President Biden on Thursday told Jewish leaders that he spent time at the Tree of Life synagogue in Pittsburgh after the October 2018 mass murder of 11 people there — but the synagogue told The Post he never visited.
“I remember spending time at the, you know, going to the, you know, the Tree of Life synagogue, speaking with them,” Biden said in a 16-minute virtual address ahead of the Jewish holidays Rosh Hashanah and Yom Kippur.

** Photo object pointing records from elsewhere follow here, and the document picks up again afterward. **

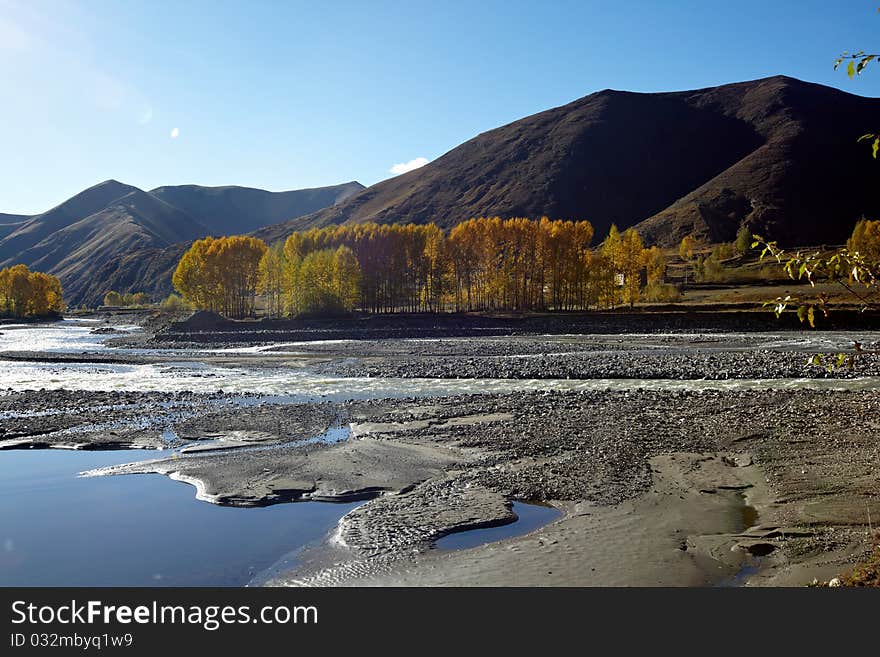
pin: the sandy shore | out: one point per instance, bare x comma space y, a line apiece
655, 487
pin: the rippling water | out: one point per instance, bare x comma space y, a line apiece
297, 384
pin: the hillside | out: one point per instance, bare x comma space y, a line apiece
232, 210
777, 154
115, 236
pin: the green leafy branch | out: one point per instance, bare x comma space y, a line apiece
855, 64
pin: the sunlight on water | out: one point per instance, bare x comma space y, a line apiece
175, 375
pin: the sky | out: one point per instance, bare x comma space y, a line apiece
287, 94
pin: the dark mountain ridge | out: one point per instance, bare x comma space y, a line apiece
115, 236
777, 154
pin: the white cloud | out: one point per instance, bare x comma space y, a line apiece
403, 167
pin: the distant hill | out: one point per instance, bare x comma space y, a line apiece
777, 154
115, 236
231, 210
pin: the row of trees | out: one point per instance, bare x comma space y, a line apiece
482, 264
26, 293
128, 299
221, 274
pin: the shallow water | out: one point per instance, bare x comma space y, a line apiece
529, 518
57, 529
298, 385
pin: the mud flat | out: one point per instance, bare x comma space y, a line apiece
203, 328
671, 488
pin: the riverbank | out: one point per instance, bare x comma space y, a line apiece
655, 487
674, 478
204, 328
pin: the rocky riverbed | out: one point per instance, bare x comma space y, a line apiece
655, 484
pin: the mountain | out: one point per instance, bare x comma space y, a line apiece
10, 223
235, 210
777, 154
37, 228
115, 236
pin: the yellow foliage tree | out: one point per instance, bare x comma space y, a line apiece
221, 274
24, 293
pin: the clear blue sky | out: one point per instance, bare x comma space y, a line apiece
286, 94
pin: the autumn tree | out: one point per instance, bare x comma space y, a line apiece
272, 280
113, 299
221, 274
24, 293
686, 252
655, 265
346, 278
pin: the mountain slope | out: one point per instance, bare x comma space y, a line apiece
234, 210
115, 236
37, 228
778, 154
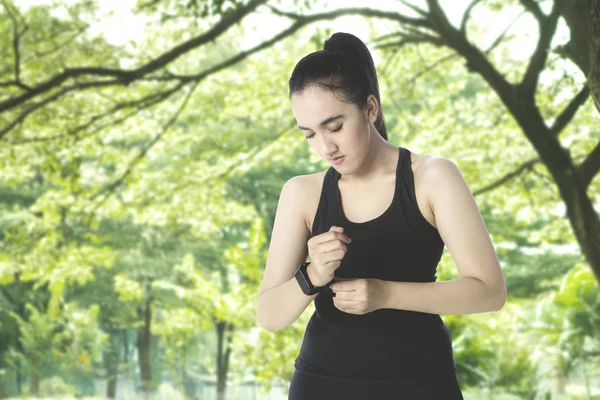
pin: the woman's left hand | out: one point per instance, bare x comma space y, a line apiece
358, 296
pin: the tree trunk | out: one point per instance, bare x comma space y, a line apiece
35, 378
143, 347
594, 75
111, 365
223, 328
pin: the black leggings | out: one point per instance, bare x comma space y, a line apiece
306, 385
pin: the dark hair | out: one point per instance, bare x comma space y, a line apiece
345, 65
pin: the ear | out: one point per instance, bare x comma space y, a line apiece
372, 109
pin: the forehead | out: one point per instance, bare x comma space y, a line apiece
314, 104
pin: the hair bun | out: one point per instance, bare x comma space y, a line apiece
350, 46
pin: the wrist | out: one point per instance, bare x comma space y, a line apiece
384, 290
311, 275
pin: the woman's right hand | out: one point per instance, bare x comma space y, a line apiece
326, 252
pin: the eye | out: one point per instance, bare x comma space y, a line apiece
330, 130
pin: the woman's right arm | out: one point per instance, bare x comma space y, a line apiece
280, 298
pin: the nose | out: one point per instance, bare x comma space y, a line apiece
327, 145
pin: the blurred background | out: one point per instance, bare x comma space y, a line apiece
144, 144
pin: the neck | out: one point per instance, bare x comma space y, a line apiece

Barb Feige, executive director of the Tree of Life, said that Biden did not visit the synagogue in the nearly three years since the anti-Semitic attack.
In a phone interview, Feige, executive director since July 2019, said firmly that “no” Biden didn’t visit, even before taking office when he had a lower public profile as a former vice president and then-Democratic presidential candidate.
The White House did not immediately respond to requests for comment.
Then-President Donald Trump visited the Tree of Life three days after the worst anti-Jewish hate crime in US history. Trump was joined by prominent Jewish members of his administration, including his daughter Ivanka Trump, his son-in-law Jared Kushner and Treasury Secretary Steve Mnuchin.
Biden last year issued a statement on the second anniversary of the attack, saying, “When anti-Semitism is allowed to fester, it shreds the fabric of our communities and erodes our soul.”
In his Thursday remarks to Jewish leaders, Biden also praised Pope Francis and shared personal anecdotes about his own links to Judaism and Israel.
“I happen to be a practicing Catholic and one of the things I like about my pope today is that he’s all about renewal and forgiveness… and I hope I’m going to get to see him in the not too distant future,” Biden said.
The president went on to reflect on his daughter Ashley Biden marrying a Jewish surgeon, Howard Krein, in 2012 and to recount his conversations with the late Israeli Prime Minister Golda Meir.
“My daughter married a Jewish young man. And, you know, it’s the dream of every Catholic father that she married a Jewish doctor,” Biden joked.
“We had a chuppah on the altar… Now some of you aren’t gonna like this, but it was co-officiated by a Catholic priest as well as a Jewish rabbi.”
Biden said that his only request was for “my favorite hymn” to be played at the wedding — “On Eagle’s Wings” — but that he was unpleasantly surprised when the ceremony instead played “Hava Nagilah.”
“I only asked one thing… And they played, and my mind is going blank now, what’s the song that is played where everybody is on the chair? I can’t remember it. Anyway, but that’s the song that was played,” Biden recounted.
The president added: “So you know, I don’t know what the hell’s going on here. I just had one little favor, you know, just that they play ‘On Eagle’s Wings’.”
Biden mentioned his interactions with Meir while discussing his recent meeting at the White House with Israeli Prime Minister Naftali Bennett.
“She kept pulling the maps down and showing me how many people have died and what happened,” said Biden, who took office as a senator in 1973 and met with Meir that year.
“She said, ‘We have no place else to go. We have no place else to go.’ Well, the truth of the matter is, that’s probably true, but it’s so sad. And we have to make — we have to continue to fight like hell to make sure there’s any place,” Biden said.